On Tuesday, the FCC will roll out its National Broadband Plan to provide high speed Internet to the American masses that don't have it and to speed it up for those who do. It's high time we have something like this.
To solicit feedback, FCC chairman Julius Genachowski has been running a so-called Citizen Tube page where he was taking questions in text and video about broadband to influence the plan. It's closed to questions now given the plan is only 24 hours away, but I found the "Access and Affordability" section most interesting. Others include Mobile and Wireless, Security and Privacy, Digital Economy, Internet in Schools and Other.
You can get a feel for Genachowski's priorities from a release he put out in February and the video below (warning: it's an hour and nineteen minutes...you better have a gigabit per second). They are very Obama-esque. You know: fix everything right now. I love it.
Affordability and Access (2,007 votes on 52 questions from 580 people) hits home more than all the other issues combined. The questions at Citizen Tube complain about several things: cost and how providers continually jack up the price; poor rural access and how that contributes to dwindling populations; and why other countries like Korea and Denmark are so much further ahead on higher speeds when the Internet, after all, was invented here.

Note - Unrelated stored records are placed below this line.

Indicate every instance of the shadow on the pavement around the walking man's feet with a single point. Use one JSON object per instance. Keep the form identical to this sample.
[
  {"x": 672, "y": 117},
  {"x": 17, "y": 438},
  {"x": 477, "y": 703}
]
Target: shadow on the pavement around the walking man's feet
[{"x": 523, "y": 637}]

"Why is Internet so much faster in other countries than in the U.S.? What is the FCC doing to bring access speeds up to par" asks Dan from California.

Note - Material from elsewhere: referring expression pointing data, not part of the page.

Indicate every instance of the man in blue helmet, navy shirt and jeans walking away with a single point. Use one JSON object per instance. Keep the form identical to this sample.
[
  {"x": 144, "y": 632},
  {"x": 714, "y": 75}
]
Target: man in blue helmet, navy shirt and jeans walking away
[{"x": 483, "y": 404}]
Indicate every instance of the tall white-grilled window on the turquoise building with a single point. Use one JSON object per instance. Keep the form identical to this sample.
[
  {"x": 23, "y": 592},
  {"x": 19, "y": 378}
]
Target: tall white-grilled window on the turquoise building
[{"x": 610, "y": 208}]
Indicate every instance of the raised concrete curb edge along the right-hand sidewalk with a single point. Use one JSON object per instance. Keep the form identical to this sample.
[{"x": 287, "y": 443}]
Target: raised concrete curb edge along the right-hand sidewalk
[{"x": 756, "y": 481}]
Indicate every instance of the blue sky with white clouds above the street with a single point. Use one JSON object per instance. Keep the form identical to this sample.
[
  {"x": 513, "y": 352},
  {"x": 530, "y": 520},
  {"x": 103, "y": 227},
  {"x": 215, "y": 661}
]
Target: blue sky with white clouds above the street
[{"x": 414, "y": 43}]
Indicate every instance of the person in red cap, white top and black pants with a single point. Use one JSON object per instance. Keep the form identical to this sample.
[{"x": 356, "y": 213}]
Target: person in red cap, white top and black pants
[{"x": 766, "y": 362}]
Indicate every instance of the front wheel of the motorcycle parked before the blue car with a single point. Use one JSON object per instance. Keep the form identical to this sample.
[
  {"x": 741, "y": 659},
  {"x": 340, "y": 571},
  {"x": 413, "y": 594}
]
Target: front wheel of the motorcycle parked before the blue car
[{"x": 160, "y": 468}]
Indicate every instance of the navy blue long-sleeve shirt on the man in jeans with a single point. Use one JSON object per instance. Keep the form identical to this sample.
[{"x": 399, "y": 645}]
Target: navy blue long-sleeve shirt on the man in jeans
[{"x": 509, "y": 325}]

"What about our most rural towns? We have no broadband or mobile phone access. Our businesses and children are leaving," comments Evslin in Vermont.

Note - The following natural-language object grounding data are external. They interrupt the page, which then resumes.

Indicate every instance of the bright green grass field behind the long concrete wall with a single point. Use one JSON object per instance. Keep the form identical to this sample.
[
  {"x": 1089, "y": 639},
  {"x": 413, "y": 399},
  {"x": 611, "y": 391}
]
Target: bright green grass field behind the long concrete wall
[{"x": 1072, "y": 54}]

Read the questions for yourself and maybe you can identify with the same concerns. It must be awful to feel like a third world country when you're living in the U.S. Imagine if YOU didn't have access to the cloud or reading these pearls of wisdom.
I've been lucky to have broadband since 1995, but until last November there was only one game in town which after a half dozen mergers and acquisitions ended being Comcast. Indeed, my small town of 4,000 was one of the first in the nation to get broadband.
As soon as Verizon FIOS came to my town, I booted Comcast. While FIOS is a somewhat better service, I will be paying roughly the same as I was for Comcast when most of the promotions to lure me in run out after 3-6 months. Between mobile and FIOS, I shell out north of $300 a month to Verizon, now. While that's a lot, it's also a reflection of new priorities.
These large providers claim they have to recoup and profit from the billions it cost to build out the massive network infrastructure to supply millions of customers with Internet and mobile phone access. I suppose they do under the strictures of a free economy.
That was also true in 1935 when the FDR created the Rural Electrification Administration. While 90 per cent of urban dwellers enjoyed modern electricity, 90 per cent of the rural population endured life without it. That's unimaginable now. Just ask all the people in the Northeast who's power was knocked out by this past weekend's storm.
"Private utility companies, who supplied electric power to most of the nation's consumers, argued that it was too expensive to string electric lines to isolated rural farmsteads. Anyway, they said, most farmers, were too poor to be able to afford electricity. The Roosevelt Administration believed that if private enterprise could not supply electric power to the people, then it was the duty of the government to do so," according to a history of the Tennessee Valley Authority.
Enter the Government's "duty" to execute a Nation Broadband Plan. It's not that radical given that developed countries already have broadband plans of their own, knowing full well, fast and available access to the Internet is one of the keys to a high standard of living.